There is a growing contradiction at the heart of modern education. Never before has so much information been accessible, and yet belief in well-documented history appears increasingly fragile. In recent years, surveys have suggested that a significant portion of young people question or misunderstand the Holocaust, including estimates that roughly 20% of individuals aged 18 to 29 believe it is a myth or exaggerated. At a time when the subject remains embedded in school curricula, this raises a more difficult question than whether history is being taught. It asks whether it is being understood at all.
According to Leslie Benitah, Founder of The Last Ones Foundation, the issue is not rooted in a lack of content, but in a lack of connection. She points out that educational systems often respond to misinformation by increasing exposure to facts, assuming that repetition will lead to retention.

Judith Sherman & Leslie Benitah, photographed at the United Nations
“We often respond by saying we must teach more, but perhaps the question is not how much we teach, it is how we teach,” she explains. “It is the structure of education itself that may need to be reconsidered if we want real understanding to take place.”
This challenge becomes more urgent when considered alongside a generational shift that cannot be reversed. The world is approaching a moment when the last Holocaust survivors will no longer be present to share their experiences firsthand. Benitah reflects on this transition with clarity, noting that society is entering the end of living memory.
“Soon, there will be no one left to answer questions, no one left to correct us, and no one left to remind us that this did not happen to others, but to people just like us,” she says. “And when those voices are gone, the responsibility to carry their truth forward will fall entirely on us.”

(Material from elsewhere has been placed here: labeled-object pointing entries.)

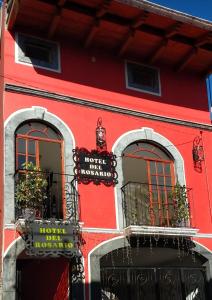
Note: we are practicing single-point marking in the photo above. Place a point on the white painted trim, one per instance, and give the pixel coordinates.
(102, 230)
(163, 231)
(37, 113)
(140, 89)
(58, 70)
(145, 134)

In this context, the limitations of traditional teaching methods become more visible. Facts and figures remain essential, providing scale and historical grounding, but they are not sufficient on their own. Benitah underscores that numbers, while important, do not inherently create understanding. “Facts and figures are part of the story, but they are not the story itself,” she explains. “If people do not feel the weight behind those numbers, they will not remember what they represent, and that is where memory begins to fade.”
The broader environment in which young people consume information further complicates this issue. Research shows that Gen Z consumers trust content from individuals, reflecting a shift toward personal narratives over authoritative sources. This evolving trust dynamic suggests that simply presenting verified information is no longer enough to ensure belief, particularly when competing with a constant stream of unverified digital content.
It is within this gap that The Last Ones has built its approach. The nonprofit organization focuses on preserving and transmitting the testimonies of the last living Holocaust survivors through film, books, and educational programs, ensuring that these voices remain accessible even as the survivors themselves disappear. Rather than treating history as a sequence of events, the organization frames it as a lived experience, emphasizing personal narratives that transform abstraction into something tangible.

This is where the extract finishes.